Refactor telegram parser
Closed this issue · 3 comments
I am currently adding typing to the files to make it easier to use chat-miner. While doing this I read (for the first time) the code for the Telegram parser. The _read_raw_messages_from_file
method is really good (other than a potential spot for a tqdm
) but the _parse_message
method is littered with assert
and isinstance
. In addition, I don't really understand what the code is doing.
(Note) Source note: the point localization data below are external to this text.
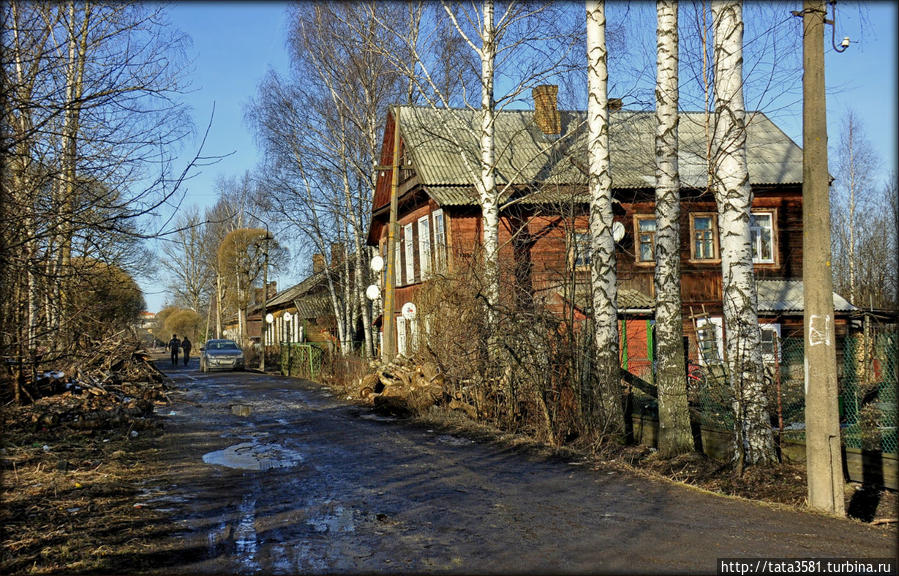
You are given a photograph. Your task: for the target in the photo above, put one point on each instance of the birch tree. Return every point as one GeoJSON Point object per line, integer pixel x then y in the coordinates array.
{"type": "Point", "coordinates": [854, 196]}
{"type": "Point", "coordinates": [675, 436]}
{"type": "Point", "coordinates": [753, 439]}
{"type": "Point", "coordinates": [607, 390]}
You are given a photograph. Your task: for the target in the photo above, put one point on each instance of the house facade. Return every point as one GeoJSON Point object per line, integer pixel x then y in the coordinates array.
{"type": "Point", "coordinates": [544, 218]}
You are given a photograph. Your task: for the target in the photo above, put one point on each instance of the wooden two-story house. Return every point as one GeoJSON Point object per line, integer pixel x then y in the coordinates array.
{"type": "Point", "coordinates": [541, 160]}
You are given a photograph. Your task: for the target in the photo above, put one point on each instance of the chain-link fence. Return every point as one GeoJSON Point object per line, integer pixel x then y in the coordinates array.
{"type": "Point", "coordinates": [867, 388]}
{"type": "Point", "coordinates": [301, 360]}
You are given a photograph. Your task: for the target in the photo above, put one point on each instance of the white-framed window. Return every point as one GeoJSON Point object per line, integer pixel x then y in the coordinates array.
{"type": "Point", "coordinates": [413, 329]}
{"type": "Point", "coordinates": [439, 241]}
{"type": "Point", "coordinates": [770, 341]}
{"type": "Point", "coordinates": [398, 264]}
{"type": "Point", "coordinates": [410, 253]}
{"type": "Point", "coordinates": [761, 228]}
{"type": "Point", "coordinates": [645, 238]}
{"type": "Point", "coordinates": [710, 339]}
{"type": "Point", "coordinates": [424, 247]}
{"type": "Point", "coordinates": [580, 249]}
{"type": "Point", "coordinates": [703, 236]}
{"type": "Point", "coordinates": [401, 335]}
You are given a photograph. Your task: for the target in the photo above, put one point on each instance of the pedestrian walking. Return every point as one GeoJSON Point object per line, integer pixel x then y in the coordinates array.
{"type": "Point", "coordinates": [173, 346]}
{"type": "Point", "coordinates": [186, 346]}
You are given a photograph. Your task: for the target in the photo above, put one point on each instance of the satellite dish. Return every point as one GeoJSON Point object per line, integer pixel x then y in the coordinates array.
{"type": "Point", "coordinates": [617, 231]}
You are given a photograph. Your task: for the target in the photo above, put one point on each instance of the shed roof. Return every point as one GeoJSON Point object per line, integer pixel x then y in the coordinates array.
{"type": "Point", "coordinates": [443, 147]}
{"type": "Point", "coordinates": [773, 296]}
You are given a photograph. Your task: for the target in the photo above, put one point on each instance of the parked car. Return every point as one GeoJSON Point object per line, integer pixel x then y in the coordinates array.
{"type": "Point", "coordinates": [221, 355]}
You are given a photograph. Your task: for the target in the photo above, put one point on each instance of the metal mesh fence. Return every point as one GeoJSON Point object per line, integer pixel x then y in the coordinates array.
{"type": "Point", "coordinates": [301, 360]}
{"type": "Point", "coordinates": [867, 392]}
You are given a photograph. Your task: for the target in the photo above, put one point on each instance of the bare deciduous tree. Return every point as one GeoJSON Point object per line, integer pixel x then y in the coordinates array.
{"type": "Point", "coordinates": [675, 436]}
{"type": "Point", "coordinates": [754, 443]}
{"type": "Point", "coordinates": [607, 391]}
For reference, here is the current code:
def _parse_message(self, mess: dict[str, Any]):
if "from" in mess and "text" in mess:
if isinstance(mess["text"], str):
body = mess["text"]
elif isinstance(mess["text"], list):
assert all(
[
(isinstance(m, dict) and "text" in m) or isinstance(m, str)
for m in mess["text"]
]
)
body = " ".join(
map(
lambda m: m["text"] if isinstance(m, dict) else m,
mess["text"],
)
)
else:
raise ValueError(f"Unable to parse type {type(mess['text'])} in {mess}")
time = dt.datetime.fromtimestamp(int(mess["date_unixtime"]))
author = mess["from"]
return ParsedMessage(time, author, body)
# NOTE: I changed the default return value to None instead of False to standardize the failure case
return None
I propose that someone who knows how the Telegram JSON file is structured tries to rewrite this method (perhaps @galatolofederico) so that it is more readable, type-safe (not actually but it makes it harder to make mistakes), and pythonic.
@BlueishTint I agree that this needs some refactoring. The available formats of telegram exports are referenced in #26
@BlueishTint fyi I refactored the telegram parser just now.
I didn't see this until now but thanks! It looks much better.